Su un gruppo di pazienti sono emerse diverse 'défaillance' cognitive nei guariti dal covid, dalla riduzione della velocità di elaborazione delle informazioni, alla riduzione delle capacità di comprensione del linguaggio
Infettivologia

Le persone ricoverate per covid potrebbero perdere fino a 10 punti di quoziente intellettivo nei sei mesi successivi all'infezione, ovvero una perdita intellettiva pari al declino cognitivo cui mediamente si va incontro dai 50 ai 70 anni. Anche se al momento non è chiaro quanto questi danni cognitivi siano permanenti, dato l'ampio numero di individui colpiti gravemente dal covid nel mondo l'impatto complessivo potrebbe essere enorme. Lo rivela uno studio condotto presso l'Università di Cambridge e anticipato da New Scientist.
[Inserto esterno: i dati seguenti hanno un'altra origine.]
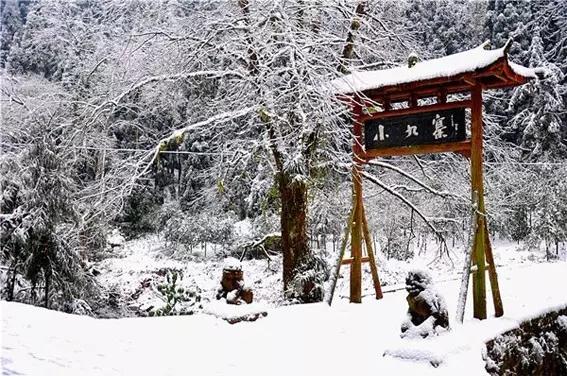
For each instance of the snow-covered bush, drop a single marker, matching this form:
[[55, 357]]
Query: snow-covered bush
[[177, 299], [308, 285]]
Gli esperti hanno confrontato l'esito di diversi test cognitivi eseguiti sei mesi dopo l'infezione su 46 pazienti ricoverati per covid, confrontandoli con l'esito di test cognitivi eseguiti su una popolazione di controllo di 66 mila individui.

Sono emerse diverse 'défaillance' cognitive nei guariti dal covid, dalla riduzione della velocità di elaborazione delle informazioni, alla riduzione delle capacità di comprensione del linguaggio. Studi precedenti hanno anche dimostrato che il covid incide sulla capacità di usare lo zucchero come 'benzina' da parte di aree neurali nevralgiche per attenzione, memoria di lavoro, risoluzione dei problemi.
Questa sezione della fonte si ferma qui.